According to a further aspect of the invention, there is provided a use of a formulation as defined hereinabove in the treatment of bone fractures. The treatment typically involves administering the composition to a patient in combination with a material comprising calcium sulphate, typically via injection.
According to a further aspect of the invention, there is provided a method of delivering a formulation as defined hereinabove into a human or animal body.
It is of course to be understood that the present invention is not intended to be restricted to the foregoing examples which are described by way of example only.

Claims (11)

Claims
1. A formulation comprising:
i) an osteoclast inhibitor; and ii) a parathyroid hormone or a derivative thereof;
wherein the osteoclast inhibitor and parathyroid hormone or the derivative thereof are combined with a delivery material for delivery in a solid or liquid phase to a subject; and wherein the delivery material is selected from calcium sulphate, or mono-, di-, and tri-calcium phosphates, calcium carbonate, an autograft bone material, an allograft, a synthetic allograft, a ceramic, a bioglass, a collagen sponge, carboxymethylcellulose or a polymethyl methacrylate (PMMA) bone cement, or a or combination of any two or more thereof.
2. A formulation according to claim 1, wherein the osteoclast inhibitor is selected from a RANKL antagonist, an osteoprotegerin (OPG) antagonist, a bisphosphonate, osteoprotegerin, calcitonin, minocycline, or combinations of any two or more thereof.
3. A formulation according to claim 1 or claim 2, wherein the bisphosphonate is zoledronic acid and/or alendronic acid.
4. A formulation according to any preceding claim, wherein the derivative of the parathyroid hormone is selected from parathyroid hormone-related protein (PTHrP), 1-34 recombinant human parathyroid hormone (1-34 rhPTH), 1-84 recombinant human parathyroid hormone (1-84 rhPTH), H05AA03 parathyroid hormone, teriparatide, and abaloparatide, or combinations of any two or more thereof.
5. A formulation according to any preceding claim, further comprising one or more additives selected from vitamin D and its derivatives or isomers thereof, hydroxyapatite and its derivatives, vitamin E, selenium, zinc, magnesium, phosphate, or collagen.
6. A formulation according to any preceding claim, further comprising stem cells.

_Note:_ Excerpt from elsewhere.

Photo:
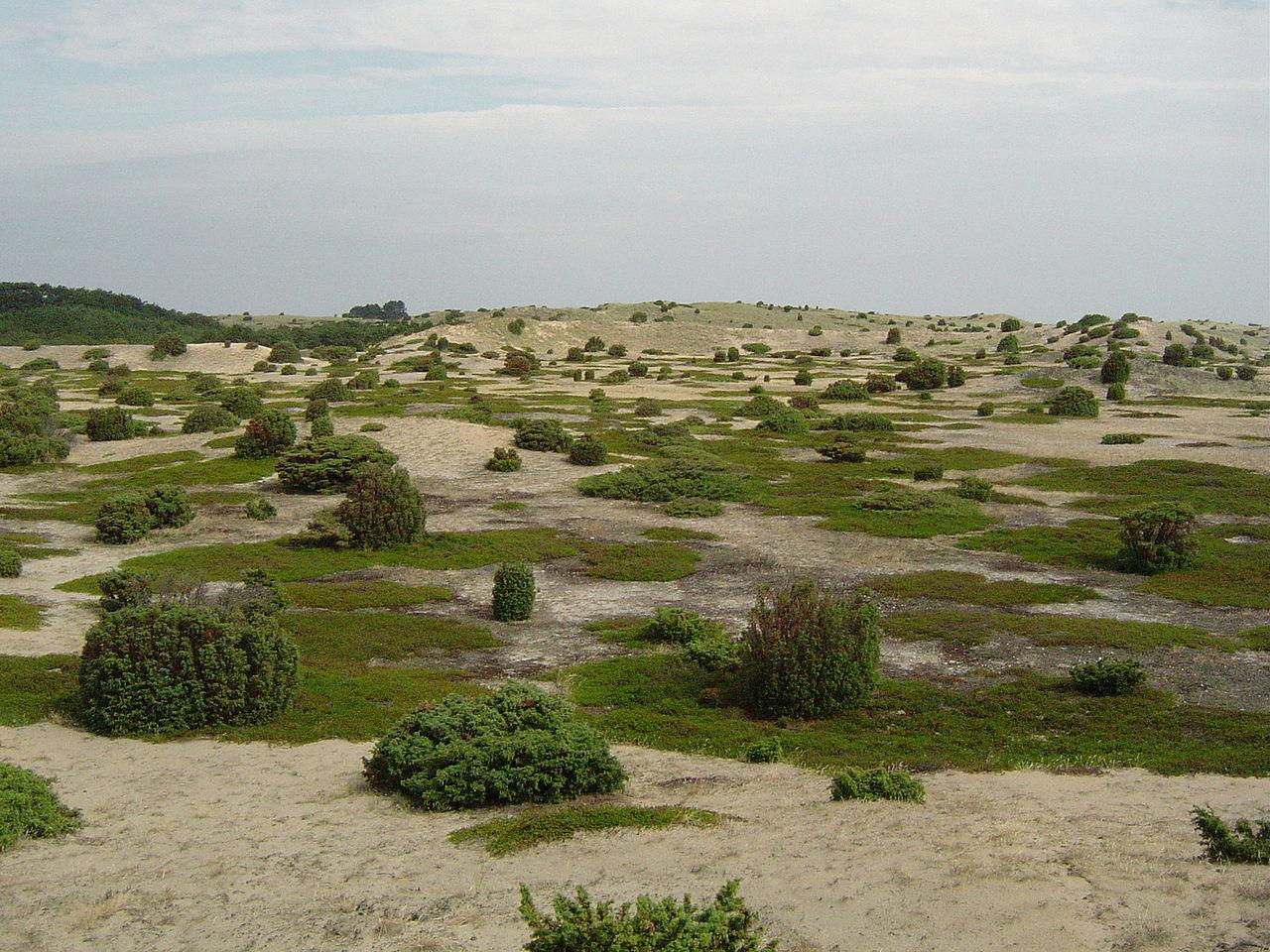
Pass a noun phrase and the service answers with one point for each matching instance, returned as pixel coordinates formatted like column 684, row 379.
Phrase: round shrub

7. A formulation according to claim 6, wherein the stem cells are mesenchymal stem cells.
8. A method of manufacturing a formulation according to any preceding claim, the method comprising combining amounts of an osteoclast inhibitor, and a
5 parathyroid hormone or a derivative thereof with an amount of a delivery material for delivery in a solid or liquid phase to a subject, wherein the delivery material is selected from calcium sulphate, or mono-, di-, and tri-calcium phosphates, calcium carbonate, an autograft bone material, an allograft, a synthetic allograft, a ceramic, a bioglass, a collagen sponge,
10 carboxymethylcellulose or a polymethyl methacrylate (PMMA) bone cement, or a or combination of any two or more thereof.
9. Use of a formulation according to any of claims 1-7 in the treatment of bone fractures.
10. A method of delivering a formulation according to any of claims 1-7 into a
15 human or animal body.
11. A method according to claim 10, wherein the composition is delivered via injection.